What the 10 Models Actually Did
After fixing our test setup, here's the honest picture.
Clean on hallucination: Gemini 3 Flash Preview, Gemini 2.5 Flash, Grok 4.1, Grok 4.20 Beta, GPT-5.4, GPT-5.4 Mini, Claude Sonnet 4.6 (one minor slip on GraphQL), MiniMax M2.7.
Hallucination offenders: Claude Haiku 4.5 added Kubernetes, AWS, Redis, Terraform, Prometheus, Grafana, and Datadog to the skills section. MiniMax M2.5 added Kubernetes, AWS, Redis, and Terraform. DeepSeek V3.2 added Redis, Kubernetes, AWS, and GraphQL.
The pattern is clear: cheaper and smaller models hallucinate significantly more when the JD explicitly names technologies. The frontier models are largely clean on direct hallucination today. That wasn't true 18 months ago, and it's a genuine improvement.
Commingling, however, showed up regardless of model tier — including some of the most expensive models in the test. This tells us commingling is a fundamentally different failure mode from hallucination. It's not about whether the model knows the fact is false; it's about whether the model maintains strict source attribution per bullet.
Instruction following varied more than expected. Several models ignored bullet length guidance, producing thin one-clause bullets. One model placed the open source experience in the wrong structural section of the resume. The models that best followed formatting instructions weren't always the ones that avoided hallucination — these are distinct capabilities.
Gemini 3 Flash Preview was the only model to finish clean across all three dimensions simultaneously — zero hallucinations, zero omissions, zero instruction violations. Every other model had at least one failure mode.
How to Audit Your AI-Generated Resume
If you're using any AI resume tool — Hirecarta, a competitor's product, or a raw ChatGPT session — here's what to actually verify before you send it:
1. Cross-reference the skills section against your actual experience
Go skill by skill. For anything you don't recognize or couldn't speak to in a technical interview, delete it. Models frequently pad skills sections with technologies pulled from the job description.

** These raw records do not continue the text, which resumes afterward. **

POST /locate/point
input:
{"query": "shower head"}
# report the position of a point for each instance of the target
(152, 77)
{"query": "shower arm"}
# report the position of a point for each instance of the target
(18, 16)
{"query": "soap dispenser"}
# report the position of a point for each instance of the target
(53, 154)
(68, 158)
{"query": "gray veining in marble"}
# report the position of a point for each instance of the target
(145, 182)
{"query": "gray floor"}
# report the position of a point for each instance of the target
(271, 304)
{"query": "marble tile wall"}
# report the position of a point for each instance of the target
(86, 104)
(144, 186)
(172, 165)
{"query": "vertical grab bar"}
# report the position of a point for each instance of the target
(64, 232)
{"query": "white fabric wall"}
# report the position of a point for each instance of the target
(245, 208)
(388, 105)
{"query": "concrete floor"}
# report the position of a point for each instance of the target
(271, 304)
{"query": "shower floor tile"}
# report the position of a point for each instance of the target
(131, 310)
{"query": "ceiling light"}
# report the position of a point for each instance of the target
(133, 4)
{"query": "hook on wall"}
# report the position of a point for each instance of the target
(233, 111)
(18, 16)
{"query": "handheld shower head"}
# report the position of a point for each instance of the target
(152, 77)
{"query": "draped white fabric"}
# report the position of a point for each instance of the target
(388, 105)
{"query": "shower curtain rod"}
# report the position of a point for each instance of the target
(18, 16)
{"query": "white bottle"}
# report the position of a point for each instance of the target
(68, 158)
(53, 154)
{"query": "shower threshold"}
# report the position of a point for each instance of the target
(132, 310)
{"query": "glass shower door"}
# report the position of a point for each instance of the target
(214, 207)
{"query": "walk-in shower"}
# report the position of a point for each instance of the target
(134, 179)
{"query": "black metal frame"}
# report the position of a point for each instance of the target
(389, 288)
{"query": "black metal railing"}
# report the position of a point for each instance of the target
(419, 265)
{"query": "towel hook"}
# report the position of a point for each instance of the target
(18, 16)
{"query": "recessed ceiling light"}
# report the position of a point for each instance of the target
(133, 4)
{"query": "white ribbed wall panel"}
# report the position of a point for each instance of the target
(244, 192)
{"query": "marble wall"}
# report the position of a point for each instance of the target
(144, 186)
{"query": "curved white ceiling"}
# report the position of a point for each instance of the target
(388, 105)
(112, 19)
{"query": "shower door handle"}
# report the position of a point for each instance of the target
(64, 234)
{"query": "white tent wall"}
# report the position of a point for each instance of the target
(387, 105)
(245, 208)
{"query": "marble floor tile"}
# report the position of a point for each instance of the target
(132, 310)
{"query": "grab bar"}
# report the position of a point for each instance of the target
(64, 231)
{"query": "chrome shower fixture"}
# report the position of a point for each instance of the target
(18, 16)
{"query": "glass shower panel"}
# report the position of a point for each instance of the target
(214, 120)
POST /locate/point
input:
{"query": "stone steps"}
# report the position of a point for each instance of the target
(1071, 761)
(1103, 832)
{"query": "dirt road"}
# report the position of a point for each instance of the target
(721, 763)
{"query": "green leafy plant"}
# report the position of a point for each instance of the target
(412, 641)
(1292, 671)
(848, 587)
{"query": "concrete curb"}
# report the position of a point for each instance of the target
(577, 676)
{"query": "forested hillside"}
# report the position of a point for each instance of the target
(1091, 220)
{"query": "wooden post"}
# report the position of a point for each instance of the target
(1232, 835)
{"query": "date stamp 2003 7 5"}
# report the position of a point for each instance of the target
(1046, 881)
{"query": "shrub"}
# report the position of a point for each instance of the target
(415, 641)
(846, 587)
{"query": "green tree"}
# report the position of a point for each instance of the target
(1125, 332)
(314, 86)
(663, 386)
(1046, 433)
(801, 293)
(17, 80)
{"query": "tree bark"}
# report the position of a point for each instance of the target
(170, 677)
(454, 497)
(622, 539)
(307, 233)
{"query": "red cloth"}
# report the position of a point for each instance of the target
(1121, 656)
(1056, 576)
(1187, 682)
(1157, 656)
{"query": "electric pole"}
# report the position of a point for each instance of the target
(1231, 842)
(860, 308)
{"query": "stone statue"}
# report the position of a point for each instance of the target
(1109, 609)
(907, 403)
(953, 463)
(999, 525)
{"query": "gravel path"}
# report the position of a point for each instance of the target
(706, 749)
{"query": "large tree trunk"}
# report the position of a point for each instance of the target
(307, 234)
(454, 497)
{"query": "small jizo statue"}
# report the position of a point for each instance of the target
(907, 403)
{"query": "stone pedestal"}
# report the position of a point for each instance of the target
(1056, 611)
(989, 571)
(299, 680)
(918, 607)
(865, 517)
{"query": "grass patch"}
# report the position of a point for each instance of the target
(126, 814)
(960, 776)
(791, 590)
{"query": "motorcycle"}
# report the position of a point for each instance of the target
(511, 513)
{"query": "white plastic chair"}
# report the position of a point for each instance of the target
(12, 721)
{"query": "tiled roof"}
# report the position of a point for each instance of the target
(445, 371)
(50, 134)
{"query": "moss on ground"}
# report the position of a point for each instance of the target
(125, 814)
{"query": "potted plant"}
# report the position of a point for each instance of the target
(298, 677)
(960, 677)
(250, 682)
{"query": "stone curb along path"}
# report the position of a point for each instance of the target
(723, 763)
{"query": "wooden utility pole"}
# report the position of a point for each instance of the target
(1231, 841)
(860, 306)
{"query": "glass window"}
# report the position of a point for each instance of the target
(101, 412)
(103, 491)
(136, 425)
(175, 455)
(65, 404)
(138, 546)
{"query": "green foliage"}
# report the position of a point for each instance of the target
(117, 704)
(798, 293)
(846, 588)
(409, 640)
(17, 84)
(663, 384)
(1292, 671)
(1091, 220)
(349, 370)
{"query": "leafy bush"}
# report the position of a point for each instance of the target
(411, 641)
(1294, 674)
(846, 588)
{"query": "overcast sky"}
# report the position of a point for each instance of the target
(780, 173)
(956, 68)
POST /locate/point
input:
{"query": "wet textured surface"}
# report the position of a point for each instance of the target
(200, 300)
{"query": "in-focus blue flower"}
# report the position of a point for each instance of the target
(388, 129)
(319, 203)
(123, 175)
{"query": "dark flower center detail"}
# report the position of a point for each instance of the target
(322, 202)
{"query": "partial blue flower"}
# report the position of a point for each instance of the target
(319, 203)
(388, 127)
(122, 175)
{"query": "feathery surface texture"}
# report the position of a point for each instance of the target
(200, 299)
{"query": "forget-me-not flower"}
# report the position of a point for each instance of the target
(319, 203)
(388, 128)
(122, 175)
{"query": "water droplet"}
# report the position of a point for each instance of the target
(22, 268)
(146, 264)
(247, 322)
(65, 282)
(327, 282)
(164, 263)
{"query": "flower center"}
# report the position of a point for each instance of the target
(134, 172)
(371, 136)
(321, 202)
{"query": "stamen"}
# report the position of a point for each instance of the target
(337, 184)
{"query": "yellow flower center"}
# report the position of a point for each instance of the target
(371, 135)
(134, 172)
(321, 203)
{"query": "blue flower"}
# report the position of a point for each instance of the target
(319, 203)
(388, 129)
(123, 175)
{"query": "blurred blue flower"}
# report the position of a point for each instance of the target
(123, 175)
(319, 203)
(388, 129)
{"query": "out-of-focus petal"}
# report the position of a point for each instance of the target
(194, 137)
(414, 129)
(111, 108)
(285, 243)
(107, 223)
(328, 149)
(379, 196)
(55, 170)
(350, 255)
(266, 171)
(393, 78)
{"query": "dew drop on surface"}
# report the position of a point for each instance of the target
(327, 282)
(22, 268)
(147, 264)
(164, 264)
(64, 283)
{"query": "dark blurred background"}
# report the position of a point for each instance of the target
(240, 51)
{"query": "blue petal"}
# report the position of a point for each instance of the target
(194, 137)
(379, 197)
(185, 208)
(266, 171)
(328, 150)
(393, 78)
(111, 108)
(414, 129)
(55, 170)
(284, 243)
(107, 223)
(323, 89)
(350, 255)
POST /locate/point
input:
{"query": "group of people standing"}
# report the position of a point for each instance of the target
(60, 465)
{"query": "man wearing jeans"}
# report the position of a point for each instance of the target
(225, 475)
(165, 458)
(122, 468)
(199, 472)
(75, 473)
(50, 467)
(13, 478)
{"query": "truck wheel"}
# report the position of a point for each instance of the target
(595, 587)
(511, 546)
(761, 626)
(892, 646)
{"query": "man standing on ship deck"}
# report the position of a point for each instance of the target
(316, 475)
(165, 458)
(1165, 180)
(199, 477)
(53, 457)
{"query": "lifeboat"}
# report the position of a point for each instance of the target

2. Trace every bullet back to its source
For each bullet, ask: where in my profile did this come from? If a bullet contains two different facts — a metric from one job and a technology from another — verify they describe the same work. This is where commingling hides.
3. Validate every metric
Numbers are where commingling is most dangerous. If your resume says "processed $2M in transactions" — is that tied to the correct company and time period? A model that moved that figure from one role to another would be hard to catch without this check.
4. Watch for invented outcomes
Phrases like "improving team velocity," "raising engineering standards," or "accelerating delivery cadence" frequently appear in model output attached to bullets where no such outcome was stated in the profile. If you can't remember achieving that result, the model added it.
5. Verify dates
Models occasionally shift start or end dates by a month or quietly reorder jobs. It's rare, but it happens — and it's the kind of discrepancy that causes problems in background checks.
The Honest Conclusion
Hallucination from AI resume tools is real and measurable, but it's becoming a solvable problem — the best models today are largely clean on direct skill fabrication. The harder, subtler problem is commingling: the model that tells a true lie by stitching your real facts together in the wrong order.
My motivation for running this test wasn't to produce a leaderboard. I genuinely want to know which models to trust with Hirecarta users' job searches. A person's resume is not a place to gamble on a model that has any meaningful probability of inventing a credential they don't have.
What this research made clear is that generating an impressive-looking resume is easy. Generating a trustworthy one — one where every claim is grounded, every fact is attributed correctly, and the output can survive scrutiny from a hiring manager and a technical interviewer — is considerably harder.
That gap is what Hirecarta is built to close.